“Tapping the Keg” is a weekly review of craft beers brought to you by staff writer Dan Wood.
I once again have the privilege of reviewing a Two Roads Brewing Company beer, brewed right in Stratford, Connecticut. This time, it is a dark beer more geared for winter but with a very interesting twist. From the bottle, “In a process unique to Two Roads, we mixed a locally-roasted Ethiopian/Sumatran blend of beans with a rich oatmeal stout under pressure (like espresso but without the steam) using our German-built ‘Brewnik’ device. The mixture is steeped for several days resulting in a true, cold-brewed coffee stout. Hop on the Two Roads Espressway!” The brewery essentially makes authentic cold brew, but uses a very dark beer in the place of water in the brewing process.
The looks of the bottle are the typical label design for a Two Roads brew, as opposed to their limited runs and other specialty brews. This beer has a stained glass themed seal of two arms crossing each other, as well as little images of their brewery, a thumbs up and a two-finger peace sign. At the neck of the bottle is drawing of fuzzy dice with coffee beans replacing the eyes of the dice. “BIG FLAVORS MERGING AHEAD!” is written on the side of the neck, indicating that we are in for a strong beer.
Please pour this beer out of the bottle and into a chilled pint glass, something most beers deserve, but this stout especially. I would like to take the time to pass along the knowledge that I gained while at the Guinness factory in Dublin, Ireland. As a graduate of the “Perfect Pour Academy,” I believe understanding how to pour a stout can help the beer breathe, and ultimately enhance your beer drinking experience. Plus it looks fancy. The best way to pour a stout is to pour the beer out gently down the side of a glass at 45-degree angle, about a third of the way up the glass, and allow a gentle head to form. Once the beer has settled, slowly pour the rest of the stout into the center of the beer when it is upright on a flat surface. If done correctly, the perfect head will form without going over the lip of the pint glass.
Now that you know how to pour, it’s time to taste. The color of this beer is pitch black, and that is not an exaggeration. If held up to the light, not even a sliver gets through this cold brew coffee stout. As a result, this beer’s head is a lovely dark brown. The nose is very peculiar, imparting notes of heavy minerality, dark roasted Ethiopian coffee, hazelnuts, dark chocolate and touches of vanilla. The body of this beer is a bit heavier than most stouts. It has a distinct thickness to it, but it is not present in the flavor, nor does it linger on the tongue. The middle notes are more akin to a cup of coffee; acidic and pleasantly bitter, combined with toasted oats, all with very little bite. The finish is relatively mild considering the stature of the beer’s dominating flavors. There is no lingering acidity or unpleasant mouth feel often associated with a cup of coffee.

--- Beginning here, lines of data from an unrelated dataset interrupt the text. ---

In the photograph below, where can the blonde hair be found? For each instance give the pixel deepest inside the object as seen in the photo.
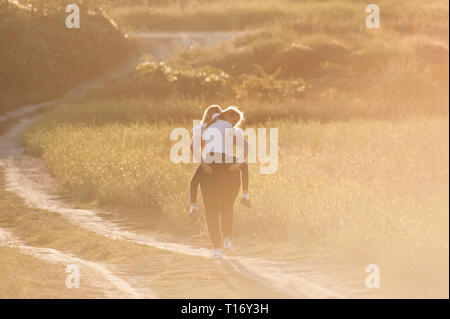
(209, 112)
(231, 110)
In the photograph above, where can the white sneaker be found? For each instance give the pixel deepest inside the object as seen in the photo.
(228, 248)
(218, 253)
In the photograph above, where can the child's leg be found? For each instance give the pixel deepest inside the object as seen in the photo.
(244, 177)
(195, 181)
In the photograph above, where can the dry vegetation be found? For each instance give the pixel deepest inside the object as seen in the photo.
(363, 148)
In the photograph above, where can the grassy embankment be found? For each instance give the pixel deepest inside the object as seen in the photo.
(40, 58)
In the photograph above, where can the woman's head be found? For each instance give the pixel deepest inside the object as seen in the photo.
(209, 112)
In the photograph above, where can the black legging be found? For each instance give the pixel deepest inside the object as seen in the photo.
(219, 192)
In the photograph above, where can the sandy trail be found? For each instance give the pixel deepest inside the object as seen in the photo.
(94, 275)
(29, 178)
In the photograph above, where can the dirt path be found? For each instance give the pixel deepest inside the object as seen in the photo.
(28, 178)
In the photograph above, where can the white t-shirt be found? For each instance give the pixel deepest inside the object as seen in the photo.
(219, 137)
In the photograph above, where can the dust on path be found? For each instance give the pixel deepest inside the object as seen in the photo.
(29, 178)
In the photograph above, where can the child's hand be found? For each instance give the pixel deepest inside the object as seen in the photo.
(207, 168)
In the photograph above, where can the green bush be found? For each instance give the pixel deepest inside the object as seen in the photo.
(40, 58)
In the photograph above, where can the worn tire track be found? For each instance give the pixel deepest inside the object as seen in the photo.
(28, 178)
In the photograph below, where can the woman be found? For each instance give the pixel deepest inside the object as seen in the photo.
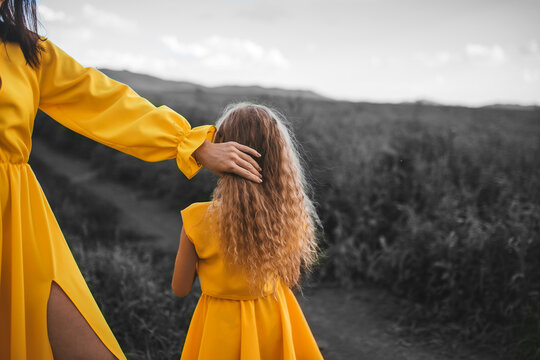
(46, 308)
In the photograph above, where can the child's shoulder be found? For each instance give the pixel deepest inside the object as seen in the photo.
(195, 211)
(197, 206)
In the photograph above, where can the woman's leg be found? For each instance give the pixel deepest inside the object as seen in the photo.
(70, 335)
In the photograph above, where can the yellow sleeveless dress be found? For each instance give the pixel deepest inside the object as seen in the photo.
(229, 323)
(33, 252)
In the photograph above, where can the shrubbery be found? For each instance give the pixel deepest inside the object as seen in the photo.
(439, 204)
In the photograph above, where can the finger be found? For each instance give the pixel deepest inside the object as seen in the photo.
(247, 149)
(246, 165)
(249, 159)
(246, 174)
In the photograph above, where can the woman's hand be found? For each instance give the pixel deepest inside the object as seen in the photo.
(229, 157)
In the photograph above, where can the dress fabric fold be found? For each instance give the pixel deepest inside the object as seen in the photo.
(229, 322)
(33, 251)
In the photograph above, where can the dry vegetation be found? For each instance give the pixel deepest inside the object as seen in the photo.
(441, 205)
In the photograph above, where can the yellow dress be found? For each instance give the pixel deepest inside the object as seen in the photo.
(33, 252)
(229, 323)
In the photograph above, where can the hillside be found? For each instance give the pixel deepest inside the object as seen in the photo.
(147, 83)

This wonderfully complex stout would be great to have with breakfast. I’m not suggesting that you drink so early in the day but I pass no judgment on others during vacation hours. It should be said that this beer is caffeinated, and its buzz is unique, considering its ABV is at 6.5 percent. This beer would be a great after dinner drink, and could accompany many chocolate or nut-forward desserts well. A scoop of coffee ice cream would also create a wonderful float for this beer.
This beer is available locally at Storrs Wine and Spirits and at Price Chopper (with limited availability) for around $10 to $12 for a six-pack. Coffee and stout lovers unite this holiday season with a beer that is sure to keep you warm, but not too sleepy, to finish wrapping those presents.